Tarantino’yu bu üç filmiyle ele aldığımızda onun az çok sinemaya hangi yönden baktığını anlarız. O, Hollywood normlarına hiçbir zaman uymayan filmler çekmeyi kendine görev edinmiş bir yönetmen olarak, hızlı geçişleri, el kamerasını, salt kurguyu ve gereğinden fazla aksiyonlu kamera hareketleri kullanmanın yerine; Avrupa sinemasının akıcı çekimlerini, uzun planlarını ve gerekli olduğu kadar kurguyu kullanmayı tercih eder. Filmlerini tam anlamıyla bir tek işleve dayandırmaması, onun kendine has biçeminin izleyicilerce benimsenmesini sağlamıştır.

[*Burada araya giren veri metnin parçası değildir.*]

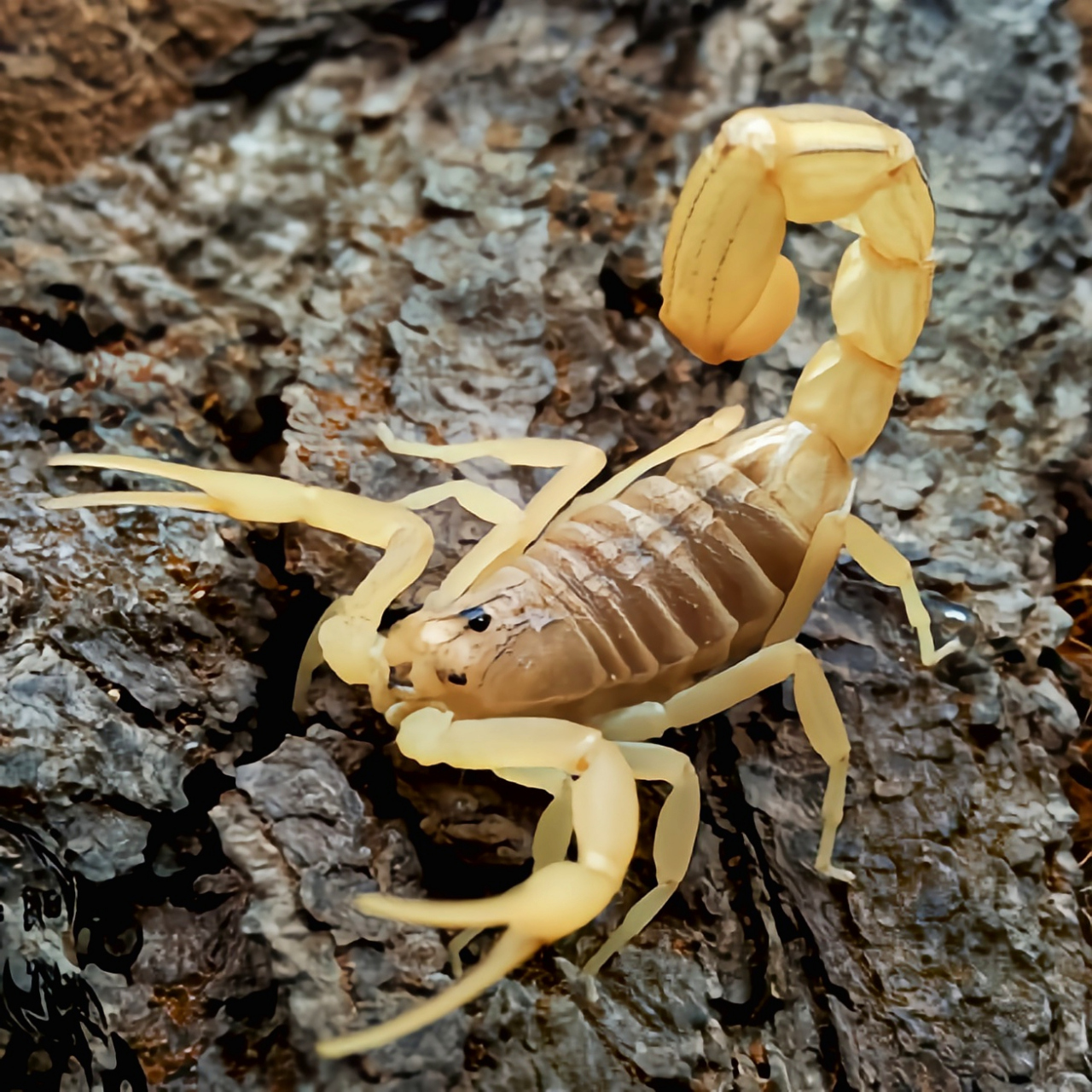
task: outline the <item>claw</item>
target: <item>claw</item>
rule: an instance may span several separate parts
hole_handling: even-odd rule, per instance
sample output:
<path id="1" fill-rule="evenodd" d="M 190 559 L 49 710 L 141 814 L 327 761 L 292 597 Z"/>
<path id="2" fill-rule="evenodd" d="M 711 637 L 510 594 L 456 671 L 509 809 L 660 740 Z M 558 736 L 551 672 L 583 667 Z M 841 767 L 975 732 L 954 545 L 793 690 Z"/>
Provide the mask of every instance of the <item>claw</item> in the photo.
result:
<path id="1" fill-rule="evenodd" d="M 424 1005 L 407 1009 L 387 1023 L 367 1028 L 364 1031 L 328 1038 L 316 1047 L 320 1057 L 344 1058 L 349 1054 L 373 1051 L 411 1032 L 419 1031 L 441 1017 L 474 1000 L 491 985 L 500 982 L 506 974 L 526 962 L 541 947 L 541 941 L 509 929 L 503 933 L 475 968 L 464 974 L 453 986 L 438 994 Z"/>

Tarantino’yla yapılan röportajlarda söyledikleri de, onun sinemaya olan bağını ve sinemadaki duruşunu göstermeye yeter.

“ Eğer bir gün film izleme tutkumu kaybedersem film yapmam için bir neden kalmaz.”

“Kafamdaki tüm filmleri çekecek kadar çok yaşamayacağımı bildiğimden, her yeni filmimde hedefim çekmek istediğim bir filmi daha bitirmiş olmaktır.”

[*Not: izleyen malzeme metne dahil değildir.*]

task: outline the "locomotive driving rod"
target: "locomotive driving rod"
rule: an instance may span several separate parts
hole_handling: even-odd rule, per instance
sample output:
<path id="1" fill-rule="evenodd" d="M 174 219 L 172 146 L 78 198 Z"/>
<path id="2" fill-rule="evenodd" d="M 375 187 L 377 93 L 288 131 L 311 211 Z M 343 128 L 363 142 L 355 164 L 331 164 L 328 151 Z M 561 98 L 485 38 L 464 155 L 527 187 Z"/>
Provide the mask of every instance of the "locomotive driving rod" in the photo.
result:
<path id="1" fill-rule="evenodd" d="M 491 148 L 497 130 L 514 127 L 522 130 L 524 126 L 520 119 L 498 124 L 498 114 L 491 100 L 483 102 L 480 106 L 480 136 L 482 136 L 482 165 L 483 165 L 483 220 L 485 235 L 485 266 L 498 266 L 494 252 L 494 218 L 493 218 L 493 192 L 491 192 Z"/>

“Filmlerde şiddet? Çok eğlenceli… Benim için izlemesi en ‘cool’, en eğlenceli şeylerden biri.”

“Sinemayı okulda değil, film izleyerek öğrendim.”

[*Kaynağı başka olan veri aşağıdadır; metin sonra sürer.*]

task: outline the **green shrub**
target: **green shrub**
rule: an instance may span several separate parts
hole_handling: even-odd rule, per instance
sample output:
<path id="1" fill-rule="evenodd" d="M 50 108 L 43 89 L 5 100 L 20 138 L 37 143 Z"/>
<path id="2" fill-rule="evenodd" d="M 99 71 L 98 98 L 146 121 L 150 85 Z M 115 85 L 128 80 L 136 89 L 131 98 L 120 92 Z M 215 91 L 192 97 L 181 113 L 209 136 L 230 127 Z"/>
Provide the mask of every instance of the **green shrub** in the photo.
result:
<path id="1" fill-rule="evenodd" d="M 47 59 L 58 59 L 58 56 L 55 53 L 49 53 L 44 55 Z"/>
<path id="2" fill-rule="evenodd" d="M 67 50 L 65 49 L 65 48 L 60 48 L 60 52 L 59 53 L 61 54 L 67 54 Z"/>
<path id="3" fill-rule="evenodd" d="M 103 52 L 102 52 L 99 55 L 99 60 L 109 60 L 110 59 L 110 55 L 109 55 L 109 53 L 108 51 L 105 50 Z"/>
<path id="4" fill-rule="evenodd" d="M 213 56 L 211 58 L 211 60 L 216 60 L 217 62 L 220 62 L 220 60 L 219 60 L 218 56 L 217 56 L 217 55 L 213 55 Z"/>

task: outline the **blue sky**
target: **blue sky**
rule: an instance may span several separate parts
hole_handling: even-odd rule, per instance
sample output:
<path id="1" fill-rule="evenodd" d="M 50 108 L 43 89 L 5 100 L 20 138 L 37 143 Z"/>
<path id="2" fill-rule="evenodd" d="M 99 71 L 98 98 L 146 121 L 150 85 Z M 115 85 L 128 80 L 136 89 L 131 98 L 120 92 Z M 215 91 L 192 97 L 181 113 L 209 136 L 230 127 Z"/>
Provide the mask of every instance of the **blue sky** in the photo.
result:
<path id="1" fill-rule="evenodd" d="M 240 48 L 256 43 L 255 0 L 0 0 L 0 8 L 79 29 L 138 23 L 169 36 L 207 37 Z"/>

“Bütün olarak izleyicileri hep bir dahi olarak görmüşümdür. Biliyor musunuz, tek tek bireyler olarak ise geri zekâlı bile olabilirler. Filmi bir izleyici kitlesiyle izlemek isterim; onlar film izlerken ne hissettiklerini kesinlikle bilirim ve böylece özgül ayrıntıları ortaya çıkarmaya gerek kalmaz.”



“Vahşeti çok komik buluyorum, özellikle şu son anlattığım öykülerde. Şiddet bu dünyanın bir parçası ve gerçek hayattaki şiddetin acımasızlığı beni cezp ediyor. Gerçek hayatın şiddeti helikopterlerde, hızlı giden trenlerde boğuşan, ortalığa dehşet saçan teröristlerin şiddeti değildir. Bir lokantada yemek yiyen bir çiftin aniden tartışmaya başlamasıyla adamın kadının suratına çatal batırmasında aranmalıdır bu şiddet.”